Seattle Times staff reporter
A class craft project with the Lord's Prayer attached to it has riled a parent in Shoreline whose 9-year-old son made the cardboard item in his classroom this week.
But the Shoreline School District is standing behind the project, saying it is a traditional hornbook intended to teach students about life as a Pilgrim.
Glenn Creech, of Shoreline, said he was shocked when his son, Derek, brought home the project he made at Ridgecrest Elementary Tuesday with a preprinted copy of the Lord's Prayer stapled onto it. The item had a string attached to it, and his son was wearing it around his neck as he came off the bus.
"I thought that it was against the law for public schools to preach a specific religion," said Glenn Creech. "This is just outrageous."
Shoreline School District spokesman Craig Degginger said the craft was part of a larger learning project on the Pilgrims. Third-graders from two classes went around various stations manned by parent volunteers, tasting food of the period, churning butter, writing with a quill, dressing in period costumes and making a period toy.

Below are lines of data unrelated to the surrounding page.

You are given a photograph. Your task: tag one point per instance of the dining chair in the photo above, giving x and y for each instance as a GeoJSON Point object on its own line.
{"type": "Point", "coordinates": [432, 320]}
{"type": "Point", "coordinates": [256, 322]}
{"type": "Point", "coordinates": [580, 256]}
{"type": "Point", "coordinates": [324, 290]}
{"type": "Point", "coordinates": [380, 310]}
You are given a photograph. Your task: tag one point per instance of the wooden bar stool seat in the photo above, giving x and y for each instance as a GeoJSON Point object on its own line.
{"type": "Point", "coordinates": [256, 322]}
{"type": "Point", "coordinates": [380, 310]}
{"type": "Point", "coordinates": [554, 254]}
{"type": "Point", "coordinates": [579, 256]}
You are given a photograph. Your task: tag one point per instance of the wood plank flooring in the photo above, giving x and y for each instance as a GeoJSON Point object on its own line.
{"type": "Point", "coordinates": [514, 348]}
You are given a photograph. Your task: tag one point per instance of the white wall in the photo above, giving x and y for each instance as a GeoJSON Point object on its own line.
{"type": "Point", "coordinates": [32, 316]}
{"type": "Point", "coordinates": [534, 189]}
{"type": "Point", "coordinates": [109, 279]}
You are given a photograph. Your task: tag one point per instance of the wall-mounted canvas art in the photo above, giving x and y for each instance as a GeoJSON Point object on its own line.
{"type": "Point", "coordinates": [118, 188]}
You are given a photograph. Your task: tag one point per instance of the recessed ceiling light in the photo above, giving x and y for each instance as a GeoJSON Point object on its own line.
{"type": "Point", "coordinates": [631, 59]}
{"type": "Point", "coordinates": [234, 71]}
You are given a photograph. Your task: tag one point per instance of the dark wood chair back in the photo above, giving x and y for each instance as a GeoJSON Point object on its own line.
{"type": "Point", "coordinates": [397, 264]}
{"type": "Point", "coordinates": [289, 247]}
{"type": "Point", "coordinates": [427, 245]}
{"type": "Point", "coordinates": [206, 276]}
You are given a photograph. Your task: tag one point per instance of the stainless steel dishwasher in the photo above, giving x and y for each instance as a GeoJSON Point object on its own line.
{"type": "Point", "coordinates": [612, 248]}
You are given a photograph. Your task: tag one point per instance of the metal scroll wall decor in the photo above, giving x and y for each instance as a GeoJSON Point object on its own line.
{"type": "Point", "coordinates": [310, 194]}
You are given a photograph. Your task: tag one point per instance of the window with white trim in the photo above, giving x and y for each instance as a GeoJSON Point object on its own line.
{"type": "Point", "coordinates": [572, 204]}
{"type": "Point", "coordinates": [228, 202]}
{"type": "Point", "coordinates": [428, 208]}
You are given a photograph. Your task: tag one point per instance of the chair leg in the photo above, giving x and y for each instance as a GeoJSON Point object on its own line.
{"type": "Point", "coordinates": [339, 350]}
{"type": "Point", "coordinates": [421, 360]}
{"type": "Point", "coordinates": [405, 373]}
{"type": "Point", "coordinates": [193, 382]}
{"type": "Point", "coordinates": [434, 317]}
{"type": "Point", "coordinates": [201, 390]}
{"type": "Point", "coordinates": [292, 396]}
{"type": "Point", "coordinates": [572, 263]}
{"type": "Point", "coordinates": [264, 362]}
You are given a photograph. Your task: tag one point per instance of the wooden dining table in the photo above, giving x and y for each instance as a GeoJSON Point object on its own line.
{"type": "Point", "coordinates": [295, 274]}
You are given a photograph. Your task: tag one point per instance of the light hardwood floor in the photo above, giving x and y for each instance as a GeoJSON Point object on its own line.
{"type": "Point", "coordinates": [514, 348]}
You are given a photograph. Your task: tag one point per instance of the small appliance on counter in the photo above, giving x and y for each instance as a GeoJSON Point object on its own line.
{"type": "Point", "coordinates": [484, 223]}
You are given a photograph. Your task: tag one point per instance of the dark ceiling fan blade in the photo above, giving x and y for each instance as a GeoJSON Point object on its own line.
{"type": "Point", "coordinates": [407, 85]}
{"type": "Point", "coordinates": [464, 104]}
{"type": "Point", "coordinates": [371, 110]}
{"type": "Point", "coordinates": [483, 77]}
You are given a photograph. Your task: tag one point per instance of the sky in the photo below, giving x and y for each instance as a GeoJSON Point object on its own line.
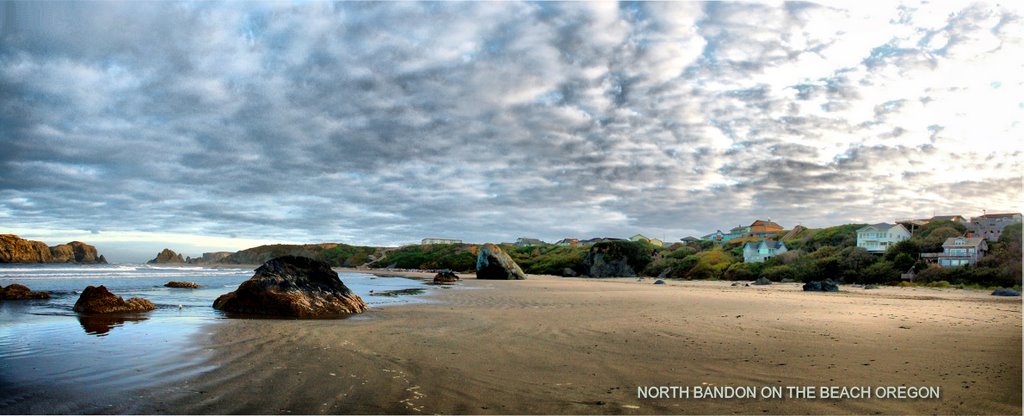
{"type": "Point", "coordinates": [206, 126]}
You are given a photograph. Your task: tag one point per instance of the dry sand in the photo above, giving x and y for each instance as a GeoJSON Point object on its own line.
{"type": "Point", "coordinates": [576, 345]}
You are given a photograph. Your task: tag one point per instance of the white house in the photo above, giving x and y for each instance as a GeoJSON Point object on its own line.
{"type": "Point", "coordinates": [763, 250]}
{"type": "Point", "coordinates": [878, 238]}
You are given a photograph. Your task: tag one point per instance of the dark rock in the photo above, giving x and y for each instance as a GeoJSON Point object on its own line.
{"type": "Point", "coordinates": [492, 262]}
{"type": "Point", "coordinates": [75, 252]}
{"type": "Point", "coordinates": [821, 286]}
{"type": "Point", "coordinates": [167, 256]}
{"type": "Point", "coordinates": [615, 259]}
{"type": "Point", "coordinates": [445, 277]}
{"type": "Point", "coordinates": [100, 300]}
{"type": "Point", "coordinates": [19, 292]}
{"type": "Point", "coordinates": [182, 285]}
{"type": "Point", "coordinates": [291, 286]}
{"type": "Point", "coordinates": [398, 292]}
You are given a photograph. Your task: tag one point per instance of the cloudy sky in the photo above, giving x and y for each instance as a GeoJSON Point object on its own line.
{"type": "Point", "coordinates": [208, 125]}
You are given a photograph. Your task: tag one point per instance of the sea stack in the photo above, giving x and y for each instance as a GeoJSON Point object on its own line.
{"type": "Point", "coordinates": [167, 256]}
{"type": "Point", "coordinates": [294, 287]}
{"type": "Point", "coordinates": [493, 263]}
{"type": "Point", "coordinates": [99, 300]}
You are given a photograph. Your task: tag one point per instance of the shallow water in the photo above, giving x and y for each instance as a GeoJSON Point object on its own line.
{"type": "Point", "coordinates": [55, 361]}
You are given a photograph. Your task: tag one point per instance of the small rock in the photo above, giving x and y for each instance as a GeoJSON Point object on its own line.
{"type": "Point", "coordinates": [182, 285]}
{"type": "Point", "coordinates": [821, 286]}
{"type": "Point", "coordinates": [19, 292]}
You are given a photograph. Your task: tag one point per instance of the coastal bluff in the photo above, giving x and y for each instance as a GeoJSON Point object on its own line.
{"type": "Point", "coordinates": [293, 287]}
{"type": "Point", "coordinates": [14, 249]}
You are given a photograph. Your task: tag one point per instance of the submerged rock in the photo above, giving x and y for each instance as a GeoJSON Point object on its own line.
{"type": "Point", "coordinates": [492, 262]}
{"type": "Point", "coordinates": [445, 277]}
{"type": "Point", "coordinates": [19, 292]}
{"type": "Point", "coordinates": [182, 285]}
{"type": "Point", "coordinates": [291, 286]}
{"type": "Point", "coordinates": [821, 286]}
{"type": "Point", "coordinates": [99, 300]}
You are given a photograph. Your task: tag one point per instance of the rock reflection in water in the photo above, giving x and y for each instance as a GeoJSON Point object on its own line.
{"type": "Point", "coordinates": [99, 325]}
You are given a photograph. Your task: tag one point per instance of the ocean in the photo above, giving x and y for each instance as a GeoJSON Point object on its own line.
{"type": "Point", "coordinates": [54, 361]}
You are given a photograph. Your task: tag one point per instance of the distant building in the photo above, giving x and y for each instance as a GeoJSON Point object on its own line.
{"type": "Point", "coordinates": [990, 226]}
{"type": "Point", "coordinates": [716, 237]}
{"type": "Point", "coordinates": [735, 233]}
{"type": "Point", "coordinates": [764, 230]}
{"type": "Point", "coordinates": [878, 238]}
{"type": "Point", "coordinates": [567, 243]}
{"type": "Point", "coordinates": [958, 251]}
{"type": "Point", "coordinates": [756, 252]}
{"type": "Point", "coordinates": [525, 242]}
{"type": "Point", "coordinates": [439, 241]}
{"type": "Point", "coordinates": [954, 218]}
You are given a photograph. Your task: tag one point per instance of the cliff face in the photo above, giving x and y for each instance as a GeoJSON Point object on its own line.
{"type": "Point", "coordinates": [14, 249]}
{"type": "Point", "coordinates": [167, 256]}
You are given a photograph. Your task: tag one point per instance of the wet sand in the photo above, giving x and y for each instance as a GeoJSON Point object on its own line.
{"type": "Point", "coordinates": [576, 345]}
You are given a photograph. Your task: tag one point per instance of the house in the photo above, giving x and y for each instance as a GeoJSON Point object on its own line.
{"type": "Point", "coordinates": [756, 252]}
{"type": "Point", "coordinates": [764, 230]}
{"type": "Point", "coordinates": [526, 242]}
{"type": "Point", "coordinates": [567, 243]}
{"type": "Point", "coordinates": [878, 238]}
{"type": "Point", "coordinates": [735, 233]}
{"type": "Point", "coordinates": [439, 241]}
{"type": "Point", "coordinates": [641, 238]}
{"type": "Point", "coordinates": [955, 218]}
{"type": "Point", "coordinates": [962, 251]}
{"type": "Point", "coordinates": [990, 226]}
{"type": "Point", "coordinates": [716, 237]}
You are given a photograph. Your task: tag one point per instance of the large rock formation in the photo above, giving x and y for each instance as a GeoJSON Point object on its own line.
{"type": "Point", "coordinates": [14, 249]}
{"type": "Point", "coordinates": [492, 262]}
{"type": "Point", "coordinates": [210, 257]}
{"type": "Point", "coordinates": [99, 300]}
{"type": "Point", "coordinates": [291, 286]}
{"type": "Point", "coordinates": [19, 292]}
{"type": "Point", "coordinates": [76, 252]}
{"type": "Point", "coordinates": [167, 256]}
{"type": "Point", "coordinates": [615, 258]}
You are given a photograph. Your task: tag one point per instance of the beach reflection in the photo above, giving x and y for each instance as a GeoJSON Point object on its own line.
{"type": "Point", "coordinates": [99, 325]}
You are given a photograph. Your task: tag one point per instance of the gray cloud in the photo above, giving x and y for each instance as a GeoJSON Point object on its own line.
{"type": "Point", "coordinates": [382, 123]}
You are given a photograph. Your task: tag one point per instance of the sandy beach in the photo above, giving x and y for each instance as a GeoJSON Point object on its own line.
{"type": "Point", "coordinates": [574, 345]}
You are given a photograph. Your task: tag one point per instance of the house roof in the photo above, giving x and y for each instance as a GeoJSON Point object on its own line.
{"type": "Point", "coordinates": [880, 226]}
{"type": "Point", "coordinates": [765, 223]}
{"type": "Point", "coordinates": [767, 243]}
{"type": "Point", "coordinates": [999, 215]}
{"type": "Point", "coordinates": [968, 242]}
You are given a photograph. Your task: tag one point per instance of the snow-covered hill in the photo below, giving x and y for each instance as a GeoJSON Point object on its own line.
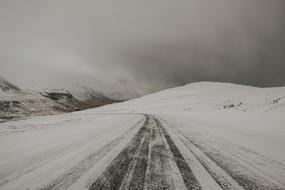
{"type": "Point", "coordinates": [209, 96]}
{"type": "Point", "coordinates": [20, 103]}
{"type": "Point", "coordinates": [206, 136]}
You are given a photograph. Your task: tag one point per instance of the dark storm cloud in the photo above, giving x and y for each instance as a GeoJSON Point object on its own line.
{"type": "Point", "coordinates": [135, 47]}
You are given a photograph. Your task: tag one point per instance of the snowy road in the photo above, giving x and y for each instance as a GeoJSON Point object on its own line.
{"type": "Point", "coordinates": [127, 151]}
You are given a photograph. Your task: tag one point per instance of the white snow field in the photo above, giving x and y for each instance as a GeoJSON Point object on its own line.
{"type": "Point", "coordinates": [199, 136]}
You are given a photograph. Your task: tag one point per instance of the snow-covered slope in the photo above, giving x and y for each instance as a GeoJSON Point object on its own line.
{"type": "Point", "coordinates": [209, 96]}
{"type": "Point", "coordinates": [20, 103]}
{"type": "Point", "coordinates": [209, 136]}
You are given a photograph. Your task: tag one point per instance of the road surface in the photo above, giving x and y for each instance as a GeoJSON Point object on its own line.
{"type": "Point", "coordinates": [148, 153]}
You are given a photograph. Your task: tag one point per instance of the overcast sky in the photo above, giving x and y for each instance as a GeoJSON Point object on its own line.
{"type": "Point", "coordinates": [140, 46]}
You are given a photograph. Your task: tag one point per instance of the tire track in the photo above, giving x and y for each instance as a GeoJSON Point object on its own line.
{"type": "Point", "coordinates": [146, 163]}
{"type": "Point", "coordinates": [225, 170]}
{"type": "Point", "coordinates": [188, 177]}
{"type": "Point", "coordinates": [113, 176]}
{"type": "Point", "coordinates": [72, 175]}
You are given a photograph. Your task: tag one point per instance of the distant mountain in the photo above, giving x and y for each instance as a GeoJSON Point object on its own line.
{"type": "Point", "coordinates": [7, 86]}
{"type": "Point", "coordinates": [17, 103]}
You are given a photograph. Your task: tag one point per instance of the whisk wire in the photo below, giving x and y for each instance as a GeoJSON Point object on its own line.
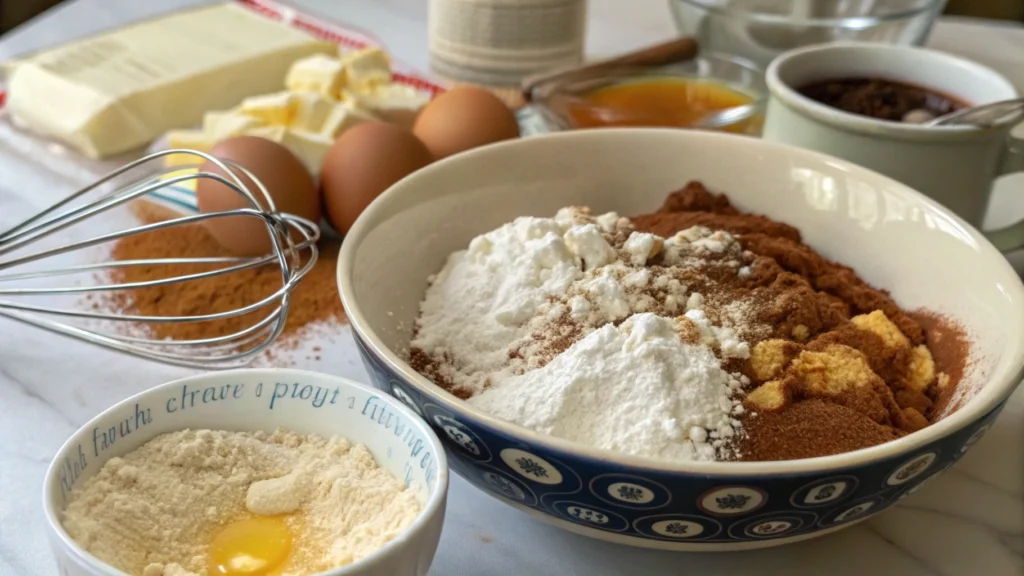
{"type": "Point", "coordinates": [294, 253]}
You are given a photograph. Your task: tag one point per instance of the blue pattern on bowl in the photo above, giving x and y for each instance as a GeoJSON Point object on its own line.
{"type": "Point", "coordinates": [668, 506]}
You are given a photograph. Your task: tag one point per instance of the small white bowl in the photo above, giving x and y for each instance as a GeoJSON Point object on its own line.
{"type": "Point", "coordinates": [262, 400]}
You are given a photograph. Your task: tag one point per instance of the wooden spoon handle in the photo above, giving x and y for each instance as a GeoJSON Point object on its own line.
{"type": "Point", "coordinates": [677, 50]}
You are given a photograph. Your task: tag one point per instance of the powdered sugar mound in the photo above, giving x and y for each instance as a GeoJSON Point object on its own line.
{"type": "Point", "coordinates": [679, 402]}
{"type": "Point", "coordinates": [481, 300]}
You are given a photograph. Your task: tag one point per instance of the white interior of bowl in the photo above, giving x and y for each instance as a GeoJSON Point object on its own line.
{"type": "Point", "coordinates": [892, 236]}
{"type": "Point", "coordinates": [251, 401]}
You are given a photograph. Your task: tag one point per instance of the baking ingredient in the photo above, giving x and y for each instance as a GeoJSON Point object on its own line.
{"type": "Point", "coordinates": [636, 387]}
{"type": "Point", "coordinates": [464, 118]}
{"type": "Point", "coordinates": [866, 367]}
{"type": "Point", "coordinates": [117, 91]}
{"type": "Point", "coordinates": [552, 324]}
{"type": "Point", "coordinates": [286, 179]}
{"type": "Point", "coordinates": [361, 164]}
{"type": "Point", "coordinates": [643, 335]}
{"type": "Point", "coordinates": [883, 99]}
{"type": "Point", "coordinates": [314, 300]}
{"type": "Point", "coordinates": [658, 101]}
{"type": "Point", "coordinates": [189, 501]}
{"type": "Point", "coordinates": [251, 545]}
{"type": "Point", "coordinates": [396, 104]}
{"type": "Point", "coordinates": [366, 69]}
{"type": "Point", "coordinates": [323, 97]}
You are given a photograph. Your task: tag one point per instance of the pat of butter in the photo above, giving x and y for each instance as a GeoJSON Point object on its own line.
{"type": "Point", "coordinates": [309, 148]}
{"type": "Point", "coordinates": [310, 111]}
{"type": "Point", "coordinates": [117, 91]}
{"type": "Point", "coordinates": [188, 139]}
{"type": "Point", "coordinates": [367, 68]}
{"type": "Point", "coordinates": [221, 125]}
{"type": "Point", "coordinates": [392, 103]}
{"type": "Point", "coordinates": [343, 117]}
{"type": "Point", "coordinates": [274, 109]}
{"type": "Point", "coordinates": [187, 183]}
{"type": "Point", "coordinates": [317, 73]}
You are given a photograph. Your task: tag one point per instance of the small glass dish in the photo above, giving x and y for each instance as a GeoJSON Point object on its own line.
{"type": "Point", "coordinates": [712, 91]}
{"type": "Point", "coordinates": [760, 30]}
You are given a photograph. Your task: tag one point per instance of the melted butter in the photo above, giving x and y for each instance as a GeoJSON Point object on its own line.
{"type": "Point", "coordinates": [253, 546]}
{"type": "Point", "coordinates": [666, 101]}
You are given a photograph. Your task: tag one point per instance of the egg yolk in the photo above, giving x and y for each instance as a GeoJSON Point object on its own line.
{"type": "Point", "coordinates": [254, 546]}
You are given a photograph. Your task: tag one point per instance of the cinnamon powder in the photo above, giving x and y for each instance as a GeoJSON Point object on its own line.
{"type": "Point", "coordinates": [314, 299]}
{"type": "Point", "coordinates": [809, 300]}
{"type": "Point", "coordinates": [810, 428]}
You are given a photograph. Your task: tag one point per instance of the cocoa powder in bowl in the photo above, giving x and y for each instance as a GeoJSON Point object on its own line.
{"type": "Point", "coordinates": [314, 299]}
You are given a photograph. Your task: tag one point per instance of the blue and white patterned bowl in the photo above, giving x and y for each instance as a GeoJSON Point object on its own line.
{"type": "Point", "coordinates": [893, 236]}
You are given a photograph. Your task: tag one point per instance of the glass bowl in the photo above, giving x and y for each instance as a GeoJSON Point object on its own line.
{"type": "Point", "coordinates": [760, 30]}
{"type": "Point", "coordinates": [712, 91]}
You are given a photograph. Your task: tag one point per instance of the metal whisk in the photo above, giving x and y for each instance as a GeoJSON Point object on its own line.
{"type": "Point", "coordinates": [293, 238]}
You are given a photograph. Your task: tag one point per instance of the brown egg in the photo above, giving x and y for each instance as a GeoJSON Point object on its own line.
{"type": "Point", "coordinates": [464, 118]}
{"type": "Point", "coordinates": [288, 181]}
{"type": "Point", "coordinates": [365, 161]}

Another station was for making a hornbook — a tool once used to teach Pilgrim children how to read. It traditionally consists of a page printed with the alphabet and the Lord's Prayer protected by a layer of transparent horn.
Derek Creech's teacher, who has worked in the district for more than 20 years, has done a similar activity since she started at Ridgecrest in 1999, Degginger said.
"It was a certainly legitimate lesson, well taught by a group of veteran teachers. ... This is the first time there has been a complaint, according to the principal," he said.
Schools are required by law to remain free of sectarian control or influence, according to the state constitution.
The Shoreline School District policy states that subjects taught in school "may have a religious dimension" and that the study of these disciplines "shall give neither preferential nor disparaging treatment to any single religion or to religion in general and must not be introduced or utilized for devotional purposes."
Degginger said the Pilgrim project, as well as the hornbook, "is in keeping with our policy."
Creech, who said his family is "not strongly religious," disagrees.
"Giving someone a copy of a prayer, that could be implied that the prayer should be utilized for devotional purposes," he said.